In my thread on user interactions with documentation, I suggested that you want your measurement instrument, usually some form of survey question(s), to influence the experience you’re trying to measure as little as possible. From a measurement standpoint, that’s nothing new. You never want your measurements to influence that which you’re measuring to prevent contaminating your measurement.
In the case of measuring feedback, or in this case, documentation or experience feedback, a recent tweet by Nate Silver (@NateSilver538) described how the use and perceived use of the measurement system had contaminated the data collected by Uber/Lyft (and countless other services). He tweeted, “Given that an equilibrium has emerged where any rating lower than 5 stars means your Uber/Lyft driver was bad, they should probably just replace the 5-star scale with a simple thumbs-up/thumbs-down.”

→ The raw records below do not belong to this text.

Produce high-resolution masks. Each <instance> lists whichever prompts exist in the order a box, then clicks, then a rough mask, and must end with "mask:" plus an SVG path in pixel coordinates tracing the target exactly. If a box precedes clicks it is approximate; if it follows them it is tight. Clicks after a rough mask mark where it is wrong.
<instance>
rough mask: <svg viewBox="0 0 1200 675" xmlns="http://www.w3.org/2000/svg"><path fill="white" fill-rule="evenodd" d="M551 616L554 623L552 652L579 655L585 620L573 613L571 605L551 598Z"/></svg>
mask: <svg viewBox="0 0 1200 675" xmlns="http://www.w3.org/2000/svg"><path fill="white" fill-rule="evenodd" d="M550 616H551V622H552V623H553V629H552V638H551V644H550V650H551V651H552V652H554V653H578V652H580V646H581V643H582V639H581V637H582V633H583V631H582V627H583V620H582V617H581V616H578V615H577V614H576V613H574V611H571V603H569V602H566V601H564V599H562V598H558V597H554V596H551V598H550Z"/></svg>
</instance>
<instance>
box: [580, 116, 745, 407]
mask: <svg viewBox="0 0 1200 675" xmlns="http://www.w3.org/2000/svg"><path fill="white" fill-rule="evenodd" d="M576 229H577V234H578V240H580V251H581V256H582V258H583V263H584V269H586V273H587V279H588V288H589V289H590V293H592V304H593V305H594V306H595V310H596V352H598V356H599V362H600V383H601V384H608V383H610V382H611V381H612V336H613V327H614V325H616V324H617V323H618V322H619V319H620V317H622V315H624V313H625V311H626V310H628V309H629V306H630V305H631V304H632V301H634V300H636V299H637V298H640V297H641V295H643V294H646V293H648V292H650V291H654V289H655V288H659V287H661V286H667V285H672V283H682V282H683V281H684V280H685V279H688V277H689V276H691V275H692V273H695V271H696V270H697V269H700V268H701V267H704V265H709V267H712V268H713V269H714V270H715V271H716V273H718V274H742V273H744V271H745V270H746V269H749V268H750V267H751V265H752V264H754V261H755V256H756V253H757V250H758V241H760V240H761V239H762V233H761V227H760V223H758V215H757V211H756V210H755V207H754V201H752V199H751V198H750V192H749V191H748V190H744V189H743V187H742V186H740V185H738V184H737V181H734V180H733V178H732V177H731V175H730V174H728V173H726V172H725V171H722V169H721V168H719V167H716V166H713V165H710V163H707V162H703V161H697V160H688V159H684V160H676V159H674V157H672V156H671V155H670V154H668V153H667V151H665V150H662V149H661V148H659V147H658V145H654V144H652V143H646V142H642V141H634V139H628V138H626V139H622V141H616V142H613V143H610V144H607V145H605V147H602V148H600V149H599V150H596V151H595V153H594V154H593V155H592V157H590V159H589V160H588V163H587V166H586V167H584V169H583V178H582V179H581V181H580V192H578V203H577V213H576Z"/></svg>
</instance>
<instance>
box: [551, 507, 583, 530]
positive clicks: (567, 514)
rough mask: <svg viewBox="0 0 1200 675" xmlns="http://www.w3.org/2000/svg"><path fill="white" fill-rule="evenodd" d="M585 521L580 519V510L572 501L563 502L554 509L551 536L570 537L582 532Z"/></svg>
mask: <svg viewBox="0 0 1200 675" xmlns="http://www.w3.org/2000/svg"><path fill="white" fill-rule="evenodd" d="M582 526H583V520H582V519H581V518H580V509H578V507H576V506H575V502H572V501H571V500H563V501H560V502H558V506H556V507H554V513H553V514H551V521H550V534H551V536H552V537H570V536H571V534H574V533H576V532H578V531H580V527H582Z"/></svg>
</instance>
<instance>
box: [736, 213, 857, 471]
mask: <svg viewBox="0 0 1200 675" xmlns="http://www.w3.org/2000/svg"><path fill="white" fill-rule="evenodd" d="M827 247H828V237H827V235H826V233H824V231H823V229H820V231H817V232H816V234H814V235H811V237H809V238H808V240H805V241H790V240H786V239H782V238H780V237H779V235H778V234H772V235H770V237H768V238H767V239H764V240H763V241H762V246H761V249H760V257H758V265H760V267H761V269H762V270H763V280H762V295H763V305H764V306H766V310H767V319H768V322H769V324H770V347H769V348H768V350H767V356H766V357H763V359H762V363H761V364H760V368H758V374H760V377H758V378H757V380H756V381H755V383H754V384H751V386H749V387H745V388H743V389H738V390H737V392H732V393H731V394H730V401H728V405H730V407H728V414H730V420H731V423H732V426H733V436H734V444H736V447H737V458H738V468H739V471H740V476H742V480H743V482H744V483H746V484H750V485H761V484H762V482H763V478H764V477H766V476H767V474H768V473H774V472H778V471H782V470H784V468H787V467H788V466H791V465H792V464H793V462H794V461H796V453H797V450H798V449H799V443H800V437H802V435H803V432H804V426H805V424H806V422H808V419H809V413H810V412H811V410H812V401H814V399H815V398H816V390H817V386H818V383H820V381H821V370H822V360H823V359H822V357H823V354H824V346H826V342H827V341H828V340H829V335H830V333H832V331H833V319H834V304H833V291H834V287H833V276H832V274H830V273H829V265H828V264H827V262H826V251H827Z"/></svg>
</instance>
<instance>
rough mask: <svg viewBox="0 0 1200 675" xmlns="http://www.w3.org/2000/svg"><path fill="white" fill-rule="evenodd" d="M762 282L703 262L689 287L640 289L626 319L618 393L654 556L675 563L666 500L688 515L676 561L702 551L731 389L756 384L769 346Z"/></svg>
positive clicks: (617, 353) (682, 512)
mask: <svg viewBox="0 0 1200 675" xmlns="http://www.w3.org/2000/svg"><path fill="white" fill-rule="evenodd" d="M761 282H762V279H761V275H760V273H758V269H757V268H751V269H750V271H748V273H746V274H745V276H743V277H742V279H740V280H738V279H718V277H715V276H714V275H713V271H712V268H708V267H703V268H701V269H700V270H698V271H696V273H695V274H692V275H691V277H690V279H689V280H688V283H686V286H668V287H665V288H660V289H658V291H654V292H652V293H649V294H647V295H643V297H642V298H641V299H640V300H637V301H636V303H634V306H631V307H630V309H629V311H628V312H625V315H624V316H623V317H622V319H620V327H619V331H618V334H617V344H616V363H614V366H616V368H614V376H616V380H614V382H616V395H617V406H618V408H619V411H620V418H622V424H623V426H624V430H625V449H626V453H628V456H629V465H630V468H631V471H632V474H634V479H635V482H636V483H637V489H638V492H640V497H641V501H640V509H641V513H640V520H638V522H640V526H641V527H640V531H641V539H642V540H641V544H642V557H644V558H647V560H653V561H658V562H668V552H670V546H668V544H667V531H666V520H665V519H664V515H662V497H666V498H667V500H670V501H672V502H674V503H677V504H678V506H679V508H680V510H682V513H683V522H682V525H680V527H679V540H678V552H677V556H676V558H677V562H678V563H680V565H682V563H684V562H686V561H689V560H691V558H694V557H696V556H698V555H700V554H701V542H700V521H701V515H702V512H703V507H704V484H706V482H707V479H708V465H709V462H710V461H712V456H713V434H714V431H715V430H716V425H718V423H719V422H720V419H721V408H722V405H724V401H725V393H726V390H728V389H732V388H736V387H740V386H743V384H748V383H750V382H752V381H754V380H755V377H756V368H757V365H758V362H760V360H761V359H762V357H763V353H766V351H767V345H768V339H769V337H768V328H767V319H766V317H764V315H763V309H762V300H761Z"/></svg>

Given that an equilibrium has emerged where any rating lower than 5 stars means your Uber/Lyft driver was bad, they should probably just replace the 5-star scale with a simple thumbs-up/thumbs-down.
— Nate Silver (@NateSilver538) April 15, 2018
In this case, what people had learned about how Uber/Lyft used the rating to determine the driver’s future had contaminated the driver-performance measurement. At this point, this perception had become a non-trivial part of the measurement. What might have started out as a linear relationship where 5 was best, 4 not as good as 5, 3 somewhat worse than 4, etc. turned into 5 is great, not 5 is not great. At which point Nate Silver suggests, essentially, if it’s perceived to be a binary measure, it should be collected as a binary measure—especially when the raters (customers) know that it’s going to be used as a binary measure.
Instead of 1 to 5, Nate Silver suggests a thumbs up or down (or similar) binary rating scheme.
However, Shinobi replied to Nate’s post, suggesting this binary effect is the result of ““getting a five” has become a standard metric in the “business people who like easy to understand and over simplified metrics to fire people with” book.” Perhaps the rating should simply be labeled “Should we keep this driver?” as that is the perception of the rating’s net effect and further supports moving to the thumbs-up/down values in a way that is unfortunately reminiscent of a Roman Coliseum.
Are users capable of providing feedback that is more detailed?
This is an unfortunate use of a potentially valuable metric, but maybe the value it seemed to offer was imaginary all along?
Google concluded the same thing about YouTube ratings (anything less than 5 is a sucks rating) and wrote a blog about it before moving to a sucks/rocks system (aka thumbs up/down). The general populace is incapable of making finer gradations.https://t.co/RtDvgskeVx
— Dr Kevin Purcell (@kevinpurcell) April 16, 2018
That’s entirely possible, but I’d argue that, in the case of an Uber/Lyft ride, the general populace is more than capable, but simply has other things on their mind—not unlike an encounter with documentation. Therefore, in both cases, the user/reader doesn’t have much interest or inclination in giving the rating any more thought than a binary decision (if that). If the user (in general) doesn’t care to give more than a binary thought to the situation, asking for more information than that (such as an analog rating on a scale), is asking for information that is not available, for whatever reason.
When asking for information from people, the best answers come from people who know the answer. In the context of a questionnaire, asking questions for which the respondent doesn’t know (or care to give) the answer is going to make the responses noisier. But, more to the point, it intrudes into the experience to the point it starts to influence the experience as well as the measurement. Lose-Lose, generally.
Whether you decide to treat the data collection as a measurement exercise or another opportunity to influence the experience is a business decision. I’m looking at the data collection exercise as simply one to collect data on which decisions can be made.
Justin Owings differentiates between some of the uses of such data in Analytics Theater vs. Actionable Insights in which he describes the difference between data for show and data for decisions and describes Analytics Theater as:
“…when your analytics tools provide you with signals—metrics, charts, graphs, whatever—that give the appearance of valuable insights while being mostly if not completely useless and/or poorly reflecting the underlying reality.”
And he summarizes the properties of Actionable Insights as:
- “When you get a signal from your analytics tool, do you have an idea of what you should do next?
- Does a visualization drive you to clear next steps?
- Does a metric tell you enough to deduce what is happening?
- Having absorbed it, do you end up more capable of doing your job?”
While having a good visualization and presentation of data is important, but it’s equally as important (if not more so) to collect valid data to display. Valid data come from an accurate measure of whatever it is that will drive the Actionable Insights that Justin describes. Also, you can rest assured that your customer/user/reader will be happier and provide you with better data to display if you don’t ask him or her for more data than they have the time or interest to provide.
But, the effect Nate describes demonstrates another piece of analytics wisdom in that you shouldn’t use data for business decisions to make business decisions that might adversely affect those who collect or generate the data. While that might seem like common sense (as in, “what could possibly go wrong?), it’s a pattern that is repeated with unfortunate consistency.